Critiques

Operators

Radiant Dawn

  • Last Gang Records
  • 2019
  • 42 minutes
7,5

Récemment, on fêtait les 50 ans de la mission sur la Lune, événement marquant de la course spatiale, mais aussi vestige de la guerre froide entre les États-Unis et l’U.R.S.S. qui allait culminer avec la crainte d’un conflit atomique dans les années 80. Sur son second album Radiant Dawn, lancé en mai, le trio Operators ré-imagine la paranoïa associée à cette époque, mais dans un enrobage synthpop dansant.

Formé en 2014, Operators est l’un des nombreux projets musicaux de l’hyperactif Dan Boeckner (Wolf Parade, Handsome Furs, Divine Fits), ici accompagné du batteur Sam Brown et de la claviériste Devojka. Leur premier album Blue Wave, paru il y a trois ans, proposait déjà une certaine vision contre-utopique du futur sur des claviers intersidéraux et des rythmes électro-rock. La démarche demeure similaire sur Radiant Dawn, mais on sent que le trio a voulu offrir un tout plus cohésif, où tous les titres  sont reliés par un fil conducteur à la manière d’un album concept.

Le magazine Stereogum a décrit Radiant Dawn comme « de la musique pour club de nuit sur une colonie lunaire ». C’est juste, mais si on est dans un univers futuriste où les humains ont dû coloniser la Lune, c’est sans doute parce qu’ils ont épuisé toutes les ressources de la Terre et l’ont rendue inhabitable. Et c’est cette partie de l’histoire qui intéresse avant tout Operators. Autrement dit, oui, c’est de la musique de party, mais un party où on danserait pour oublier la fin de notre monde.

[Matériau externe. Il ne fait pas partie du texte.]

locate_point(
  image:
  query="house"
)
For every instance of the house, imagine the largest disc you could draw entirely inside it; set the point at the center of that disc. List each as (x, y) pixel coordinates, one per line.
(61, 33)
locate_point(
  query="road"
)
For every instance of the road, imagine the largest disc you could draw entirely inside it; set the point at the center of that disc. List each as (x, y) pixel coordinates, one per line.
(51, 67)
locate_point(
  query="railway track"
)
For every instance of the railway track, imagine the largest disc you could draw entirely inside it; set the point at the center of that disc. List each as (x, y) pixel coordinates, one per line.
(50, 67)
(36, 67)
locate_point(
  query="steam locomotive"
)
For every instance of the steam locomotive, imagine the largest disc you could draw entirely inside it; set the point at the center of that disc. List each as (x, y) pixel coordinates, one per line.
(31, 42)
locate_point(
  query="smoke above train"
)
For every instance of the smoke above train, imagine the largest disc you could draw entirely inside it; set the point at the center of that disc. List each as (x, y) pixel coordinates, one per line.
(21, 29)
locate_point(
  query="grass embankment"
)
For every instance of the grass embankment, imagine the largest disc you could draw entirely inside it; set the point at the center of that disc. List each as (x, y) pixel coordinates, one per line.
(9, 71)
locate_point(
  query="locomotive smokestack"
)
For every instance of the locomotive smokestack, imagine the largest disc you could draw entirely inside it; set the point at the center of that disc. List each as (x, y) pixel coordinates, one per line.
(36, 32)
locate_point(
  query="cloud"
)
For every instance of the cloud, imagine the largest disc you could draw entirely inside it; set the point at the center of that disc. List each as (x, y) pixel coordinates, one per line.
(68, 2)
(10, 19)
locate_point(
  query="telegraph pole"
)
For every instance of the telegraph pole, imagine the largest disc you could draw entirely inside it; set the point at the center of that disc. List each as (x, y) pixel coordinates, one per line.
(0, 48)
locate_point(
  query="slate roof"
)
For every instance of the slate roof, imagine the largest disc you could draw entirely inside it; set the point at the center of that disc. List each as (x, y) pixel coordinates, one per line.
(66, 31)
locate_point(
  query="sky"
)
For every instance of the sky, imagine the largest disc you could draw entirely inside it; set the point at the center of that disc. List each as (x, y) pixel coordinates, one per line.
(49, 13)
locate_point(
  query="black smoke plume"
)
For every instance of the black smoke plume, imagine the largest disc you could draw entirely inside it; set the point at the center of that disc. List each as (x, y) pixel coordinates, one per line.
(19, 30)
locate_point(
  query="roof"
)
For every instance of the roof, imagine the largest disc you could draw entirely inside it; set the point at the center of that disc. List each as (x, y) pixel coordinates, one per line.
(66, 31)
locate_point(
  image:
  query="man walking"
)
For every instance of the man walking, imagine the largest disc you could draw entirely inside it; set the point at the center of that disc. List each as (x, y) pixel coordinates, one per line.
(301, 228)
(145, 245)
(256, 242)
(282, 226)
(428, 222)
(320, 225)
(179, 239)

L’album s’ouvre de brillante façon avec la très réussie Days, qui installe le type de sonorités qui nous attendent au fil de ces 14 nouveaux titres. Les synthétiseurs sont tout juste assez inquiétants pour évoquer certaines trames sonores de films d’horreur des années 80 à la John Carpenter, alors que la rythmique, elle, se veut résolument dansante. Boeckner donne ensuite le ton avec un texte sombre qui évoque une catastrophe imminente, mais sans en préciser la nature exacte : 

« Staring down the void

At the bottom of the glass

In the flood-lit parking lot

I woke up in the woods

Far beyond the city streets

I was singing days go by ».

Days

Le contraste est encore plus frappant sur I Feel Emotion, dont la pulsation donne le goût de se déhancher comme Jennifer Beals dans la scène d’aérobie de Flashdance. Mais les paroles, elles, suggèrent une société d’automates, et ce désir de voir la mer tout emporter, comme un drôle de croisement entre 1984 de George Orwell et le film-catastrophe The Day after Tomorrow de Roland Emmerich : 

« We are prisoners here, in our own way

How can you live under impossible weights?

I wanna watch the sea rise

I wanna watch the flood come, and wash it all away ».

I Feel Emotion

Parmi les autres moments forts, il faut noter l’extrait Faithless, probablement la plus franchement pop de l’ensemble, mais avec un petit côté psychédélique dans les envolées de synthés. Ma préférée reste sans doute la très-New Order, Terminal Beach, qui alterne entre couplets introspectifs et refrains puissants. L’album se conclut sur l’excellente Low Life (comme le titre d’un album de New Order, d’ailleurs), portée par un riff de basse efficace signé Tim Kingsbury (Arcade Fire).

Sur les 14 titres, cinq sont plutôt des interludes instrumentaux qui renforcent le côté « science-fiction » mais qui permettent aussi d’atténuer une certaine redondance qui peut s’installer en deuxième partie d’album. Mais Radiant Dawn reste un disque fort réussi, retenu sur la plus récente longue liste du Prix Polaris, et qui pourrait bien vous donner le goût de relire vos romans d’anticipation préférés comme Le meilleur des mondes d’Aldous Huxley ou Fahrenheit 451 de Ray Bradbury.